Could you please advice how I can determine the following details of a Git Branch
- Who created branch
- When branch was created
- which branch the new branch has been created off
Could you please advice how I can determine the following details of a Git Branch
You are putting too much faith into the idea of a branch. Git does not care about branches; Git cares about commits. But in order to say this, we must first stop and define the word branch. In this paragraph, what I mean by "branch" is a branch name like master
or develop
or feature/tall
. These names have, to Git, only one function: to record the raw hash ID of a commit.
Git has other entities that people can and do call a "branch". See What exactly do we mean by "branch"?
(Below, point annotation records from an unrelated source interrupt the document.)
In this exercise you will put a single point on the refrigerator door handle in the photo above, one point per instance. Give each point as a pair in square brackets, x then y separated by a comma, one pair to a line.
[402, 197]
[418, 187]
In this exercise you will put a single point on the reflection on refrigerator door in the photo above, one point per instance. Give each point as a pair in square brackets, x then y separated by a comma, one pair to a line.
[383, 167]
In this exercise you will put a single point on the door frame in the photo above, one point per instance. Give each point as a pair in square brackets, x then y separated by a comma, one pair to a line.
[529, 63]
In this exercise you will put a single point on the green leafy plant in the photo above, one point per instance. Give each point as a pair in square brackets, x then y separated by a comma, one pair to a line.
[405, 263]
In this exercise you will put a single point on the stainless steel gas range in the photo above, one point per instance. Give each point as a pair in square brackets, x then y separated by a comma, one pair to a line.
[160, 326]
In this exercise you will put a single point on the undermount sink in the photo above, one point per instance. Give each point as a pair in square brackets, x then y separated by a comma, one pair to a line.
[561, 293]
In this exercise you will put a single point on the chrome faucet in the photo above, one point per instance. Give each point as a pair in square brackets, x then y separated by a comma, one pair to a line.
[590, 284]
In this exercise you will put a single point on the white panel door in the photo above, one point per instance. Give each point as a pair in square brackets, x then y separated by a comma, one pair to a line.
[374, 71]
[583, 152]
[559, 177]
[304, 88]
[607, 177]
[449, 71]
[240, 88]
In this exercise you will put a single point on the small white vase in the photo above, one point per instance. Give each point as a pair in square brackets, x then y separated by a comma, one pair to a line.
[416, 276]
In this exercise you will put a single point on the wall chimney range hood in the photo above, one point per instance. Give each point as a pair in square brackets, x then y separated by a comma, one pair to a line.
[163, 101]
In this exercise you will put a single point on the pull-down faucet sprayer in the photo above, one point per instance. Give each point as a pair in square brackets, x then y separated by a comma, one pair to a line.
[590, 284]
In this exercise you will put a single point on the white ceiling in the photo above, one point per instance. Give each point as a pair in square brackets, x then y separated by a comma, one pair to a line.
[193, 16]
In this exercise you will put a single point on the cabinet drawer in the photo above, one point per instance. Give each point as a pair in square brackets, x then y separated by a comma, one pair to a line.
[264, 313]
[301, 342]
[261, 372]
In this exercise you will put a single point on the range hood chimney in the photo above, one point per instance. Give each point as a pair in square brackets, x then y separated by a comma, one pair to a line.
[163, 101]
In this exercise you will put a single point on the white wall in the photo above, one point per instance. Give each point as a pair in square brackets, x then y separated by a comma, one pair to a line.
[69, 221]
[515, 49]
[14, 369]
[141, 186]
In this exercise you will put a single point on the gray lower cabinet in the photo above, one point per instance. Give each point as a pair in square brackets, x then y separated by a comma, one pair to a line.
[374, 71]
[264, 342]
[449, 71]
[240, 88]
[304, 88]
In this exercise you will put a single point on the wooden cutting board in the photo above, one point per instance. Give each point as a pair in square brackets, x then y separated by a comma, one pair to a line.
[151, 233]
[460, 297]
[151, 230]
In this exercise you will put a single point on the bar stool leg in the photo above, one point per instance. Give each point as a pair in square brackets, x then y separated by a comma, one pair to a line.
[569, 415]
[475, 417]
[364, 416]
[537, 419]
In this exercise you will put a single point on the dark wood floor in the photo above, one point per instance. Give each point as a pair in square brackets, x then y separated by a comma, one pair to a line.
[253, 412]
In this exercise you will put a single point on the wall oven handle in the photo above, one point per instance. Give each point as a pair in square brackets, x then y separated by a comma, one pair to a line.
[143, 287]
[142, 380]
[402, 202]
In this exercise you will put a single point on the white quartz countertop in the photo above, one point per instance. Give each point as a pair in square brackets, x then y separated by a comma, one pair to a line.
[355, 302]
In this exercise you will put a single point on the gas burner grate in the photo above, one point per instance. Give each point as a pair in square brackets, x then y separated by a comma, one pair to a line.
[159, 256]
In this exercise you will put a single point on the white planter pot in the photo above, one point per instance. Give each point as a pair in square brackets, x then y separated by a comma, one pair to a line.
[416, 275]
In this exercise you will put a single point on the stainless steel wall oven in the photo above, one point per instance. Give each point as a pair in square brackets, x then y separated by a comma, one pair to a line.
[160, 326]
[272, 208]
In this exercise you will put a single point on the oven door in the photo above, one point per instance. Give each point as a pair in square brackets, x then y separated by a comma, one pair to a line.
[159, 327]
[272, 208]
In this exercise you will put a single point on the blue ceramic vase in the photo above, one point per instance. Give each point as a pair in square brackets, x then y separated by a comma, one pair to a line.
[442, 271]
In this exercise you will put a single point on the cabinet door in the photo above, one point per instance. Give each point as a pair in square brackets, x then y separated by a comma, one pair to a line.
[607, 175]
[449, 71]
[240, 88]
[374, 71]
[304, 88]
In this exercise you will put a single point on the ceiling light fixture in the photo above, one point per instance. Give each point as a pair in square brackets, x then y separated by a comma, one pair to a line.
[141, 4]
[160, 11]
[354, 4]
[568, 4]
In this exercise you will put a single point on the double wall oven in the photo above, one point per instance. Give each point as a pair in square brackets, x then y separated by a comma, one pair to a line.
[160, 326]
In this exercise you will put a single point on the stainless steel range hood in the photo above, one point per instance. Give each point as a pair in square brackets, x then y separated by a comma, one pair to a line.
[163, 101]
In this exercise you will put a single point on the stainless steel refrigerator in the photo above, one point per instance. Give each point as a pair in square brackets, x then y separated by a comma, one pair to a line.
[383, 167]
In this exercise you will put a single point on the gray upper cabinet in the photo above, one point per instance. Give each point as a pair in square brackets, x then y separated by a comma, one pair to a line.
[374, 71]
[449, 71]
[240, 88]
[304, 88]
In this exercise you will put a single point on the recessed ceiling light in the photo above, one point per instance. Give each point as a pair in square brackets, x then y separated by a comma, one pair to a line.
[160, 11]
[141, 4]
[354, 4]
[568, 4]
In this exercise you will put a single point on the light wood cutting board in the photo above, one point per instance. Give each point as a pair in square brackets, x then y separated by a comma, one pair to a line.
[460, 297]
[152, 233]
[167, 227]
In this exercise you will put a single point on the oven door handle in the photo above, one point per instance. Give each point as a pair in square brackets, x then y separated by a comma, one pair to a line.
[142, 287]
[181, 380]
In any case, a branch name in Git holds the hash ID of one commit. That's actually very useful: both to us humans, for whom Git hash IDs look like random junk, and for Git itself. But that's all they hold by themselves. The important information is all stored elsewhere, mostly in the commits themselves.
Git really cares about commits. Commits store most of the data you're looking for: who made them, when, and from which other earlier commit.
Branch names do not store any of the data you are looking for. They have no creator information. They have no history of their own either (but we'll see something more in a moment). There is an important reason for this.
Unlike ClearCase, Git is a distributed version control system. In ClearCase, there is a central, managed storage location: the Volume Object Base or VOB. Individual users go to the central storage and get things from it, and put things back into it. To do this, these users must all share the VOB's names for things. So if the VOB wants to call something Bruce, well, everyone else might as well call it Bruce too.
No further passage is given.